In this month's Atlantic Monthly, Lori Gottlieb writes that as a graduate student in pyschology, she learned that people end up frustrated, angry and disturbed, because their parents failed them in some way. Once she started practicing therapy, a stream of unhappy, miserable patients in their 20s and 30s sat on her sofa. Unlike the unhappy people in her textbooks, these patients actually had great parents who doted on them, gave them lots of options, and were warm and supportive. What went wrong?
Gottlieb explains that these parents were actually too good. They gave their kids too many options and protected them from failures, which made them unable to handle real disappointments that always happen in life. Because they never had to learn to overcome the disappointment of being cut from the baseball team, they didn't know how to handle the disappointment of not getting the promotion in their law firm or never finding true love.
I know parents who offer their kids ridiculous options. Instead of giving them a choice between chocolate or vanilla ice-cream, the parents give the kids power over major family decisions. Where do you want to go on vacation this year: the beach or the mountains? What should I make you for dinner: chicken or pizza?
Those rookie parents are no doubt creating spoiled children, but bad parenting isn't the source of sad adults.
I'm at that point in my life where I'm surrounded by people who have been disappointed in some way. They never had a child. They never found the right job. They live with chronic illness. Their children have ADHD, dyslexia, epilepsy, or autism. Most of my friends are confronting these demons right now and will hopefully come out the other end in a few years.
June's a tough month for me, because I have to watch other people's children perform in end-of-the-year assemblies or go through other rites of passage, which Ian doesn't get to participate in. In my more selfish moments, I feel that both of us have been cheated.

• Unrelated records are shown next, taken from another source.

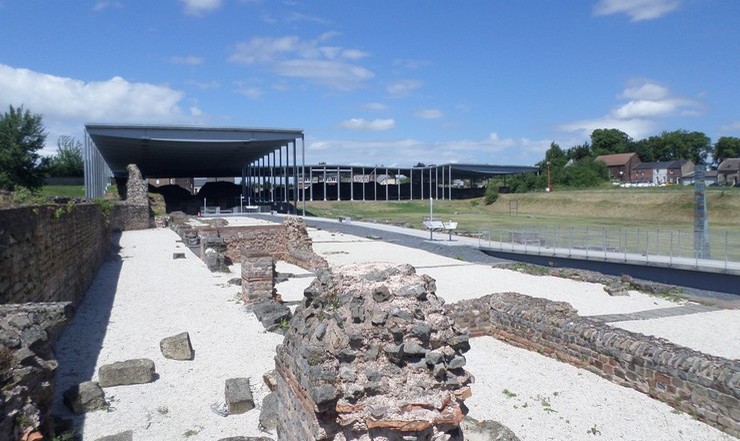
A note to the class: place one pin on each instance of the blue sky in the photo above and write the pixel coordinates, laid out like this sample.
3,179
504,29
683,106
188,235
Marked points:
381,82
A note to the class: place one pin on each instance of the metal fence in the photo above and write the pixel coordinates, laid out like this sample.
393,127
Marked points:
662,246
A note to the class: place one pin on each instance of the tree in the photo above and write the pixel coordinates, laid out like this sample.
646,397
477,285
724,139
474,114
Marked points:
68,160
681,144
21,137
576,153
726,147
610,141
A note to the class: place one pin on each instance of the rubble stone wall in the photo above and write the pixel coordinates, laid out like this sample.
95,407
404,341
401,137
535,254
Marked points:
288,241
371,355
50,253
133,213
258,277
27,366
702,385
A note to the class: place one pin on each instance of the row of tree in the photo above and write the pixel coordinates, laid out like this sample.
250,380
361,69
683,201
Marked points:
22,137
576,167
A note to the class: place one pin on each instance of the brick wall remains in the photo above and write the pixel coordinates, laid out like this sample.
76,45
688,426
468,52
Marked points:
288,241
258,277
50,253
133,213
702,385
27,366
371,355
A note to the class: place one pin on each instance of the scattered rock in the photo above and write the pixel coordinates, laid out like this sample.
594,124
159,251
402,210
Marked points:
270,379
177,347
268,413
84,397
137,371
235,281
273,315
215,261
246,438
487,430
616,289
239,395
122,436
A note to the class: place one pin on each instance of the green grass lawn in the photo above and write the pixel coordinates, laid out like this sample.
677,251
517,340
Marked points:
70,191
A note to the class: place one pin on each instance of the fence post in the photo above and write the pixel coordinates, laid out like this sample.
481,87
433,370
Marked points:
647,246
727,239
625,244
603,240
570,243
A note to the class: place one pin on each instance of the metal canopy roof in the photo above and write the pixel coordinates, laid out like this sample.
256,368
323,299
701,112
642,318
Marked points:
458,171
185,151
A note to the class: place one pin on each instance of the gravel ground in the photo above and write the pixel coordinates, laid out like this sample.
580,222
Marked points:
144,296
134,303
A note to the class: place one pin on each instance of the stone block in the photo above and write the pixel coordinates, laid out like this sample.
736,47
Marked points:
268,413
84,397
137,371
239,395
177,347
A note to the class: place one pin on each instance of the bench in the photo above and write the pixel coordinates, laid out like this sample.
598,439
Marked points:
526,238
435,225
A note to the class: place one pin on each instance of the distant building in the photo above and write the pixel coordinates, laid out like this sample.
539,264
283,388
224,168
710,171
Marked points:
728,172
620,165
186,183
660,173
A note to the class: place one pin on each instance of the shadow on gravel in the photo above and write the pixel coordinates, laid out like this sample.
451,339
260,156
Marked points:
79,345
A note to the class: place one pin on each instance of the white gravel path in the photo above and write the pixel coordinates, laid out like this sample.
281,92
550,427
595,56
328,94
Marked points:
154,297
150,296
458,280
716,332
556,401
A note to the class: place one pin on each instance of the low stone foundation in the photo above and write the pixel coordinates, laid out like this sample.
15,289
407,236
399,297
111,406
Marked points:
702,385
27,366
288,241
258,277
371,355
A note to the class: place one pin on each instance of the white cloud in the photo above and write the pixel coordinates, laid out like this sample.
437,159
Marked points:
191,60
733,127
213,84
312,60
105,4
375,106
249,92
403,88
405,152
637,10
376,125
648,100
200,7
429,114
60,98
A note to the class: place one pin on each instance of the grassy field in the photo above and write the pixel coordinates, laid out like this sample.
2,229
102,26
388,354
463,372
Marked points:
659,208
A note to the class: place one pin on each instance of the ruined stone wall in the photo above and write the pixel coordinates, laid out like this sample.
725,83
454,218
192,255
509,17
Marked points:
133,213
50,253
258,277
702,385
27,365
371,355
288,241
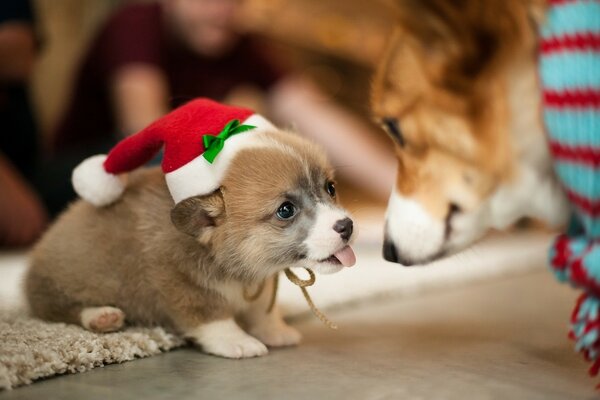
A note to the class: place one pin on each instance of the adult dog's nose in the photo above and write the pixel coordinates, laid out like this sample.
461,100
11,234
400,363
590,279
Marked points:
389,251
344,227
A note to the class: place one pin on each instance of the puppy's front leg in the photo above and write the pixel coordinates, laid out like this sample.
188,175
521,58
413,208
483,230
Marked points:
207,319
269,328
226,339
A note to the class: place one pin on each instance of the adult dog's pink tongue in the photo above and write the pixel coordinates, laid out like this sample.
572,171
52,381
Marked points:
346,256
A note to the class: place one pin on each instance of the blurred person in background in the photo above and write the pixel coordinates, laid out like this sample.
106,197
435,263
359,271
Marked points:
22,216
149,57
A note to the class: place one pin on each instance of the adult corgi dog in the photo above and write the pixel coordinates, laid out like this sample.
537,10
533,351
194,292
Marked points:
458,93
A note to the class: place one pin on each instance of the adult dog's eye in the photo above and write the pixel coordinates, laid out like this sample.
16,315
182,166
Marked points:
330,188
392,127
286,211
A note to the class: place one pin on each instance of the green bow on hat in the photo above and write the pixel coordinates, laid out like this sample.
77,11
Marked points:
214,144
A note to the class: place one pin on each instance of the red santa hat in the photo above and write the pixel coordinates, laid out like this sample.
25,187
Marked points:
200,139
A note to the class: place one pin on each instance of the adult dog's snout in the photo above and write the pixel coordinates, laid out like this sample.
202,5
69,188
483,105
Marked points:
344,227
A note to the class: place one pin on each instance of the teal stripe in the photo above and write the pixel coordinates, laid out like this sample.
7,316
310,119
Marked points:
579,16
571,70
581,179
592,265
574,127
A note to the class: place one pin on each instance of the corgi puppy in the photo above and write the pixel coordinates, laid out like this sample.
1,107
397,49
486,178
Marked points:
145,260
458,93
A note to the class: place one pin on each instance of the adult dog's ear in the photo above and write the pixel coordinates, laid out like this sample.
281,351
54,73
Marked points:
197,216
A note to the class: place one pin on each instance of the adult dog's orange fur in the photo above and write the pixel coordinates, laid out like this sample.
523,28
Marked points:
457,91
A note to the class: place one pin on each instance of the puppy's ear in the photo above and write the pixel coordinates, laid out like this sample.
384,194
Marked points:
197,215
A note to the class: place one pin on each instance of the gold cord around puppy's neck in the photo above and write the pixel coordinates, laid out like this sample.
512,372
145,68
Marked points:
302,284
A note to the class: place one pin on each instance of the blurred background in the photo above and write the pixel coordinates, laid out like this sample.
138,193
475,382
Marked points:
81,75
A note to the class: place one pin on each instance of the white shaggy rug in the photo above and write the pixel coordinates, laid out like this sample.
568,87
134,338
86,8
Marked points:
31,349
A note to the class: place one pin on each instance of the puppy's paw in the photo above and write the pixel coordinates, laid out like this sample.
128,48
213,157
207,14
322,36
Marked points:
227,339
102,319
241,347
276,334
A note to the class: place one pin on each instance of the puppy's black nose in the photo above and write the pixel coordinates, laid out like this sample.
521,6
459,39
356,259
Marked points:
344,227
389,251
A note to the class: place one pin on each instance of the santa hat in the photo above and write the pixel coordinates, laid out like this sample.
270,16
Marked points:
200,139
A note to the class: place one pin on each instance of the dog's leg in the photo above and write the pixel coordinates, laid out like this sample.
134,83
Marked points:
269,328
102,319
226,339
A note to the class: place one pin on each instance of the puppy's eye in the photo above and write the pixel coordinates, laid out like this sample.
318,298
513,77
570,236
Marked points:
286,211
392,127
330,188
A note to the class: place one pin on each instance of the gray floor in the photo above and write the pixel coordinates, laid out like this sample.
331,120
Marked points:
502,339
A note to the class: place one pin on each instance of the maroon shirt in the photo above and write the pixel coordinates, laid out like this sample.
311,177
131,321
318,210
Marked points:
138,34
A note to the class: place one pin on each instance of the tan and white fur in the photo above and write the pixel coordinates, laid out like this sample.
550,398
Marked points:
147,261
458,93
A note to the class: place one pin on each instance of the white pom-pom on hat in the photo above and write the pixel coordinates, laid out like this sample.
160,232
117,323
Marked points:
92,183
200,139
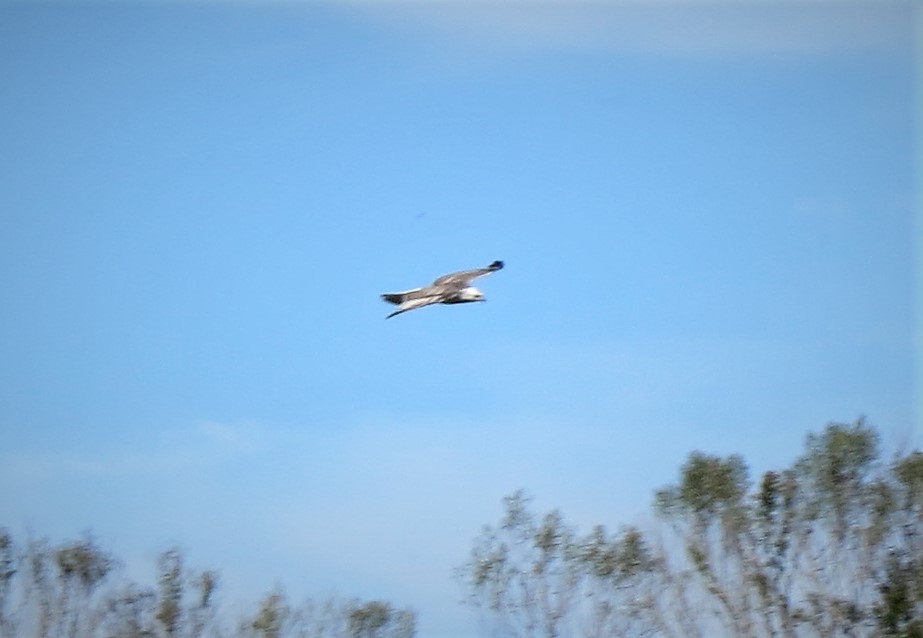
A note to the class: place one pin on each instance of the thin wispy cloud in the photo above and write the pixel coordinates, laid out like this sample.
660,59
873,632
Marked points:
671,28
173,451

We're all struggling to deal with this disappointments, not because our parents gave us too many options. My parents wouldn't even let me choose what band instrument that I would play in school. "You have to play the flute. Bells are a stupid instrument."
I think our disappointment comes from the fact that there are a deep inequalities in life. Some get more and some get less. Yes, the world could be structured better to lessen these inequalities, but some of these disappointments are just part of life. No political and social changes can prevent a child from contracting a disability or give someone the perfect job. This is a tough pill to swallow, because we have such a limited notion of success in this country.
We're taught in school and in the media that we can have whatever we want if we dream it and if we work really hard. It's the American Dream, after all. But there are somethings that dreams and hard work won't fix.
I think that the people who can cope with disappointment are those who never bought into the standard notions of success, who have rejected the tyranny of normality, and happily live in a world without Harvard bound children and Pottery Barn sofas.